Na verdade, Bill é alguém que se autodefine como trabalhador da “indústria cultural” e, como seus seguidores, tem muito tempo livre. “Eu gosto de ver multidões, elas não têm cabeça e são espontâneas”, disse o messias do movimento a uma de suas seguidoras, Merilyn Synder, 23, que participou de uma das intervenções. No início de agosto, 250 pessoas invadiram a loja de brinquedos Toys R Us, na Union Square de Manhattan, e por 23 segundos rosnaram para um Tiranossauro Rex que decora o salão. Como das outras vezes, saíram depressa e sem explicações.

Coincidentemente, o idealizador da ação na avenida Paulista é, a exemplo de Bill, um trabalhador da “indústria cultural”. O artista plástico gaúcho Eli Golande, 30 anos, integra, ao lado de um espanhol, de um mexicano e de um caboverdiano, o Grupo Arac (Arte Contemporânea). Eles utilizam a internet como meio de divulgação de suas manifestações artísticas. E também, claro, para organizar agrupamentos relâmpagos sem nenhum objetivo. “Acredito em ações despolitizadas e sem nenhum propósito. A futilidade me interessa. É um reflexo do ser humano que necessita ser analisado”, diz. Para o psicólogo Erik Itakura, da PUC de São Paulo, tais manifestações refletem o desejo de ser ouvido. E, no coletivo, isso é possível. “Alguns participantes deram entrevistas e quiseram aparecer, então é uma maneira de ser notado. Mas o inesperado também atrai, já que nem sempre o grupo sabe o que vai fazer. É um divertimento que só tem sentido naquele momento”, diz Itakura.

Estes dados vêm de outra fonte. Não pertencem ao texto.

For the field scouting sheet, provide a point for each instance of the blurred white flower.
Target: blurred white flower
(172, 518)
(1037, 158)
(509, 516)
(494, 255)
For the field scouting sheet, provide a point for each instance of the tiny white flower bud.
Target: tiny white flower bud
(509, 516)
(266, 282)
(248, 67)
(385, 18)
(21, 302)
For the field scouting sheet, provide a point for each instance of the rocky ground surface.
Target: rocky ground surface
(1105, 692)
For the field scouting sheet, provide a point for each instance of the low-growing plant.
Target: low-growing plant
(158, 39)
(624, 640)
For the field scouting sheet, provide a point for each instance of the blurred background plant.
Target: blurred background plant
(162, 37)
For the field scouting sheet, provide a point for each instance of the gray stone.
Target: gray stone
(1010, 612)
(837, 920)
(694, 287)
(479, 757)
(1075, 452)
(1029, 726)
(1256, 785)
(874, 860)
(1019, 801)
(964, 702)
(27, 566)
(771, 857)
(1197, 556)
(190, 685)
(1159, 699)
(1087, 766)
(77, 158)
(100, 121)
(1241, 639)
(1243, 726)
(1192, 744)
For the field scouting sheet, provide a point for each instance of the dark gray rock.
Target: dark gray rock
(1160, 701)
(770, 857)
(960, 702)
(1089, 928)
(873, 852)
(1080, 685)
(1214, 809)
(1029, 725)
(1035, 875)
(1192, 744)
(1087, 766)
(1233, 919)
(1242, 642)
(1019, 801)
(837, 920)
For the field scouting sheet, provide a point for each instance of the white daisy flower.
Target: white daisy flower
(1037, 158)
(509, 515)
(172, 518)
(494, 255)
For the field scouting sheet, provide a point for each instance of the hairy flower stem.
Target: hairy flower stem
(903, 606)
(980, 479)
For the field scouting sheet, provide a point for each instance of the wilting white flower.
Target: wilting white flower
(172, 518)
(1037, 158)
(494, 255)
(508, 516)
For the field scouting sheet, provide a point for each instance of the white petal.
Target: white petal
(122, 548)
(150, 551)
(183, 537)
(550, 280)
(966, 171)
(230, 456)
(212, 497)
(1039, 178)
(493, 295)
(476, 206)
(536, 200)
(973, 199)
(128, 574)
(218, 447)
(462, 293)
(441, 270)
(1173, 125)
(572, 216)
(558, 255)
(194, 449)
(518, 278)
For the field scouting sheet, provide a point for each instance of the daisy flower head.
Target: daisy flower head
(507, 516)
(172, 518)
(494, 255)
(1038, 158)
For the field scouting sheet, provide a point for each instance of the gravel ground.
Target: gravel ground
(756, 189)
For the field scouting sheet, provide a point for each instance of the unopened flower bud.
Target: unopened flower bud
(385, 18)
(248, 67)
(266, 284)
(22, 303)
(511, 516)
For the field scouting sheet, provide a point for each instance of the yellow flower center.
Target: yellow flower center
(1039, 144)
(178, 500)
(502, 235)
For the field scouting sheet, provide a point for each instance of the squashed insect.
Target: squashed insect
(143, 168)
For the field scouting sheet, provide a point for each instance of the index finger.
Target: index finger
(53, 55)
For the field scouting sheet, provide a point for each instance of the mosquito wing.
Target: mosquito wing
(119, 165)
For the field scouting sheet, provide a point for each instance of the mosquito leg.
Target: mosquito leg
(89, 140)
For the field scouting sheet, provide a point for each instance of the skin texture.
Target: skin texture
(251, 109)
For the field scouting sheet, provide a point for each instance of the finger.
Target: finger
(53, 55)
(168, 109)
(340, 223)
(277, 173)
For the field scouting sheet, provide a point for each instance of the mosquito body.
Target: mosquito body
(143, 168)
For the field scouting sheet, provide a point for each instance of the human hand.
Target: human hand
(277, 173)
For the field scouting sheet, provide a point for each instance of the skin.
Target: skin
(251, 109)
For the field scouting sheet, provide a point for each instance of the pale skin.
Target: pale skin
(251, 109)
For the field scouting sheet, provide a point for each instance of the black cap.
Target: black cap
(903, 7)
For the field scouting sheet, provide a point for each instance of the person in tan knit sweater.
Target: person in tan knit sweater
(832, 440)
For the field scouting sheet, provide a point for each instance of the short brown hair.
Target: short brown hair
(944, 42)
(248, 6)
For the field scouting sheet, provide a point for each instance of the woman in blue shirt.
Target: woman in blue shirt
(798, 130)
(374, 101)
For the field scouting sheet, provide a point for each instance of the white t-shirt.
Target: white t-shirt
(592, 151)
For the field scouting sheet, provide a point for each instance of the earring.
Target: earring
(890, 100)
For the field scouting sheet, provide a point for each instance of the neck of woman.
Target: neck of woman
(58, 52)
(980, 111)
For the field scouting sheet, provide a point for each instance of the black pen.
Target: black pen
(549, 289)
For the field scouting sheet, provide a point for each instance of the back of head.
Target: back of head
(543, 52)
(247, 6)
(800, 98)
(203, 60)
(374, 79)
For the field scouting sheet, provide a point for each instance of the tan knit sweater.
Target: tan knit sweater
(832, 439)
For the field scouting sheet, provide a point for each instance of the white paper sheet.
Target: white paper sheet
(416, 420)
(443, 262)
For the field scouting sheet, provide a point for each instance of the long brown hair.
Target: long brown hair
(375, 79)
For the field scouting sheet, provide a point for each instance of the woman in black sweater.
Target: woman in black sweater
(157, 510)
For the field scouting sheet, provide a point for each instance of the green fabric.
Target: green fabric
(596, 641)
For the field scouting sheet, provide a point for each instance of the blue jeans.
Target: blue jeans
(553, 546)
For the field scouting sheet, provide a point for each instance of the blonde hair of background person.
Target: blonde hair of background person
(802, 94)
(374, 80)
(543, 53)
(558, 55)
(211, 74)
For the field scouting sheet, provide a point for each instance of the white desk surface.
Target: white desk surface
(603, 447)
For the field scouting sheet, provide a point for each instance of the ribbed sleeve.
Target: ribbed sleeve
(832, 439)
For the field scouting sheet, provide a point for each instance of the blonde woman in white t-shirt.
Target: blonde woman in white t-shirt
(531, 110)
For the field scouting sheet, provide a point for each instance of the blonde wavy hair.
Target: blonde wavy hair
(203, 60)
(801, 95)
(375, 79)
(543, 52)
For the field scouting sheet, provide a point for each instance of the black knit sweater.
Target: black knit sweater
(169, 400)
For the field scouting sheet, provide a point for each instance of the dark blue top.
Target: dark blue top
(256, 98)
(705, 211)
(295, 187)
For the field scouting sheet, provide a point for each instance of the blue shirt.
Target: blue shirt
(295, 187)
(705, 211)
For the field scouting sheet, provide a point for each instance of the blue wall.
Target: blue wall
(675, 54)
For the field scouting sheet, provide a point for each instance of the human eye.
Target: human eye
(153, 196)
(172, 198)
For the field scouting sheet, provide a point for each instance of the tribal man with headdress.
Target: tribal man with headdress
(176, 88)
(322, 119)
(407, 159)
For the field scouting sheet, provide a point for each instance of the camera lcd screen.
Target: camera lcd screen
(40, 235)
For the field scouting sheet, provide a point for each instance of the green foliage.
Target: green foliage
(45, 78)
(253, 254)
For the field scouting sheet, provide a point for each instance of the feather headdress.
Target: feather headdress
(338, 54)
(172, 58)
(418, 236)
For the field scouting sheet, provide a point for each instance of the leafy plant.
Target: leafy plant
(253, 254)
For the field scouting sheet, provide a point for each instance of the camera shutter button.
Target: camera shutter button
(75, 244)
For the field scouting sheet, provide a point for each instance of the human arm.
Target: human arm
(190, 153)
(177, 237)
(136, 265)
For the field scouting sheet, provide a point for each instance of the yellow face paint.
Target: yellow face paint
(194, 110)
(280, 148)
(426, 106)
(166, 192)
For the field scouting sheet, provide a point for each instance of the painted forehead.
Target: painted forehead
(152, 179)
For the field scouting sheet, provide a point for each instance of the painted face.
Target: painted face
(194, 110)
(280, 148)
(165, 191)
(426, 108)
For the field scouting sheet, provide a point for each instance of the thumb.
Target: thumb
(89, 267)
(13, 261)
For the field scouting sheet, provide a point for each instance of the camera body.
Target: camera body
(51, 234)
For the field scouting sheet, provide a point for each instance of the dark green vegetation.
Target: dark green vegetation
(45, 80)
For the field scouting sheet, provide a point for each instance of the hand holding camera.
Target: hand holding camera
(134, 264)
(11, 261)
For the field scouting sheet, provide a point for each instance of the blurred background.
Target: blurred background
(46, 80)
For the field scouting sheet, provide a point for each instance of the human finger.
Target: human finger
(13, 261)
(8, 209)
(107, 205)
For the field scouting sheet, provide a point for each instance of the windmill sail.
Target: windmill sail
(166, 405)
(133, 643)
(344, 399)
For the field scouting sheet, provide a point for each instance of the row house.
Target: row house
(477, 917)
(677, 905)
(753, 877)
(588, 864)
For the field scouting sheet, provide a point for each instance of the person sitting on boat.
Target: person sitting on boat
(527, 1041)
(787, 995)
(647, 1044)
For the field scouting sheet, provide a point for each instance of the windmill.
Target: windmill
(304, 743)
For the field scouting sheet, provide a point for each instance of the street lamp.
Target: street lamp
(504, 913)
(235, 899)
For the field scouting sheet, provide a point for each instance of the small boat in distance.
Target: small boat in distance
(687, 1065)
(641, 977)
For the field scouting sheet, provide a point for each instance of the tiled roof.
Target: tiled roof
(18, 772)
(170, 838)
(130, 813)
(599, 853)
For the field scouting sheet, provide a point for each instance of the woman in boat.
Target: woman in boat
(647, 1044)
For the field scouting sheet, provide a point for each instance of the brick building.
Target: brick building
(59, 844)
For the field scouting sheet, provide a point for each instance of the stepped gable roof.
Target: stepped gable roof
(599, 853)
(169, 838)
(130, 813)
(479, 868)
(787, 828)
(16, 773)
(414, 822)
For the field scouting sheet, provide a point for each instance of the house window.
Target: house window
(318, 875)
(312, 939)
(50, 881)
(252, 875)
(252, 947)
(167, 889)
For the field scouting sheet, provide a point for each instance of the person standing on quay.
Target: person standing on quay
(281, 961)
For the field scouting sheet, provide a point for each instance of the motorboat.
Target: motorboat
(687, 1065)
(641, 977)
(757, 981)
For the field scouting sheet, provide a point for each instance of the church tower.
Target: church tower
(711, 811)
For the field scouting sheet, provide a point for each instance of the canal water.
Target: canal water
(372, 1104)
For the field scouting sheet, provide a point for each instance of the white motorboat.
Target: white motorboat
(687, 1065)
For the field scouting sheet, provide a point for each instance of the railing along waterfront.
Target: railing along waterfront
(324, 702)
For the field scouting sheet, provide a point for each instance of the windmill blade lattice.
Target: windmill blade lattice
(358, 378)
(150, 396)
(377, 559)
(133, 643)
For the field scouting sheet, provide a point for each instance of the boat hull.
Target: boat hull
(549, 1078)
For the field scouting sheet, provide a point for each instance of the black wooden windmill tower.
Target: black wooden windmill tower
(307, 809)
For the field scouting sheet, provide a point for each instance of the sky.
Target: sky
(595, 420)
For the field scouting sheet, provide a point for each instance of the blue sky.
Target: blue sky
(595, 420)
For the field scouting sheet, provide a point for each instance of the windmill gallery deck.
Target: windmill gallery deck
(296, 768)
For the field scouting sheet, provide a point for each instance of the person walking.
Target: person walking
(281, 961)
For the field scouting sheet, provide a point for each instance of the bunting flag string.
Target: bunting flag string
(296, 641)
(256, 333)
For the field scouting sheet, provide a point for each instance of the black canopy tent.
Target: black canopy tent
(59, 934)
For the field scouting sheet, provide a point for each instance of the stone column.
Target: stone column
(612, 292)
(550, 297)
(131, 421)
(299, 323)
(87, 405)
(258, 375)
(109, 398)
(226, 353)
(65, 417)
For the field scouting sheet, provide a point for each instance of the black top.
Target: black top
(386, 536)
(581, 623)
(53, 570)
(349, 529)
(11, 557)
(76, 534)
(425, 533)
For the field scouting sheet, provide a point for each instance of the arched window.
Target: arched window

Animado, o organizador Eli deseja realizar mais três flashmobs para serem utilizados como laboratório de pesquisa tecnológica e comportamental. “É o primeiro evento feito em um país à margem do sistema de informação tecnológica mundial. O Brasil precisa compreender esse fenômeno”, afirma Eli. O artista admite estar feliz com a repercussão e confessa não temer acusações de que aproveitou o movimento para chamar a atenção para sua carreira, ainda incipiente. “Confesso que fiquei com o ego inflado. Mas não quis chamar a atenção para a minha obra. Se acontecer, é consequência”. Quem quiser saber como e onde serão os próximos é só acessar www.flashmob.hpg.com.br.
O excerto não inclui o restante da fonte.